New information from the CDC suggests people who have been infected with COVID-19 are protected for up to three months following their recovery.

There’s still not much we know about COVID-19 antibodies and reinfection. Since the virus is still so new, experts can’t say for certain how long someone can expect to be immune to the virus after they’ve been sick.

Previous research does suggest that three months may be the duration of immunity. A study from China published in June found that a significant number of COVID-19 patients showed a decrease in immunity levels around two or three months after infection. However, the study size was small and examined only asymptomatic patients.

Other experts believe what’s more likely is that antibodies wane over time but there’s still some level of protection. This is thanks to cells in charge of activating the body’s immune response, called B cells and T cells, which essentially “remember” how to fight off the virus and may re-trigger antibodies if a person is exposed to the virus again.

“When the body generates an immune response [to a virus], T cells remember in case of a possibility of future reinfection, so that if presented with the virus again your body recognizes it and knows how to handle it,” Christine Bishara, an internal medicine physician and founder of From Within Medical in New York, recently told HuffPost.

Experts have also noted that those who have reported being reinfected with COVID-19 may actually just not have fully recovered from their first infection.

What This New Guidance Means For Us

Does the new CDC guidance suggest that you’re free to return to your pre-pandemic life for a few months after you’ve recovered from COVID-19? Nope, sorry.

While experts say it’s pretty unlikely you’ll be reinfected, it’s not 100% impossible. If you’ve recently been diagnosed with COVID-19, there’s also a chance you could still be contagious depending on where you are in the course of the illness. People with mild cases can potentially spread the illness for about 10 days after symptoms first appear. Those with more severe cases may be infectious for about 20 days after the initial signs of the illness.

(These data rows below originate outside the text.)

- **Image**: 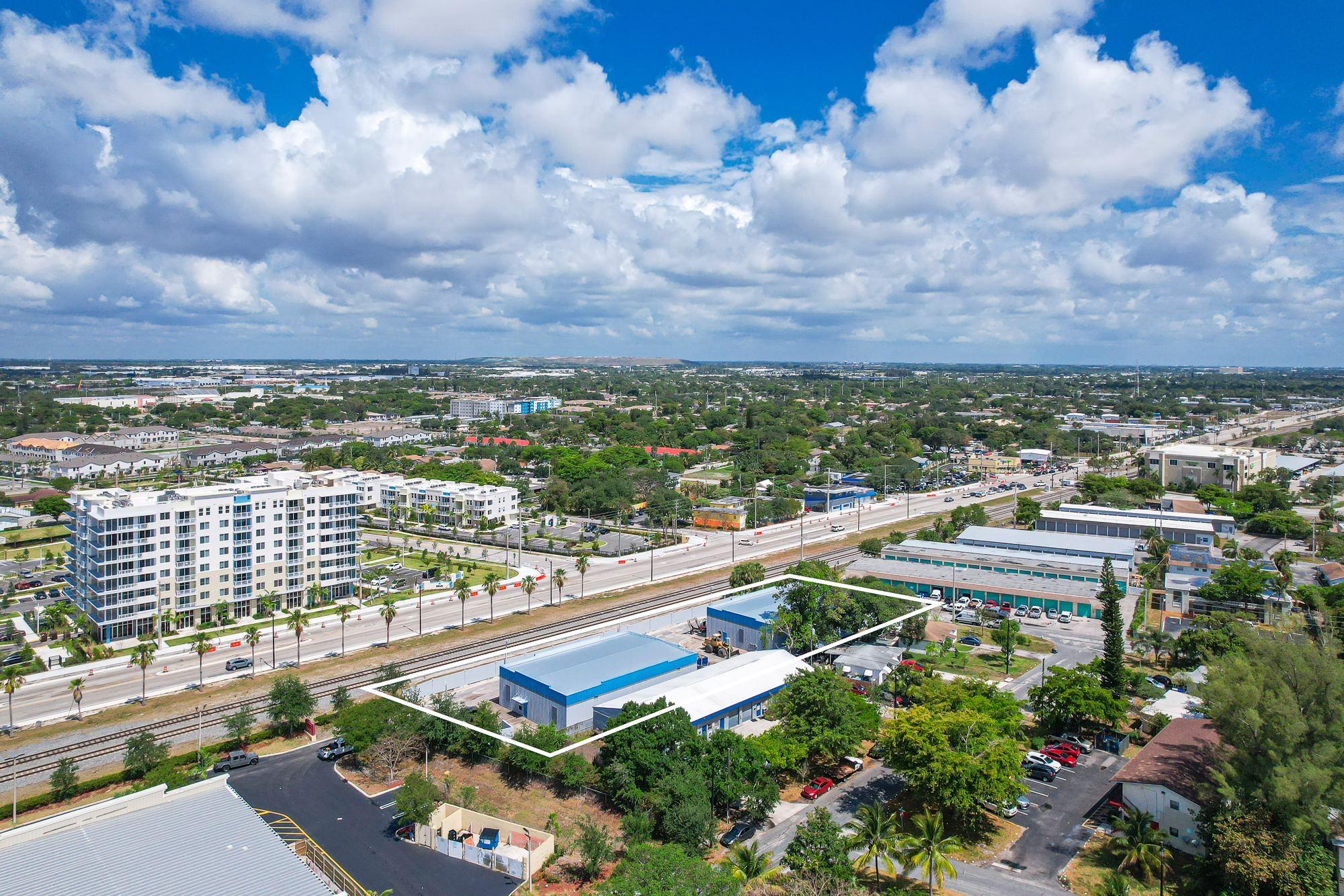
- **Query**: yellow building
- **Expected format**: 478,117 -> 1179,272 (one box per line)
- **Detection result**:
691,498 -> 747,529
966,455 -> 1021,476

To reiterate, the new CDC guidance applies to those who have recovered.

Until there’s a vaccine ― and maybe even beyond that point ― experts say it’s important to exercise health precautions like wearing a mask, social distancing, washing your hands frequently and staying home if you feel sick. These actions are just generally vital to overall public health during the pandemic.

Experts are still learning about COVID-19. The information in this story is what was known or available as of publication, but guidance could change as scientists discover more about the virus. Please check the Centers for Disease Control and Prevention for the most updated recommendations.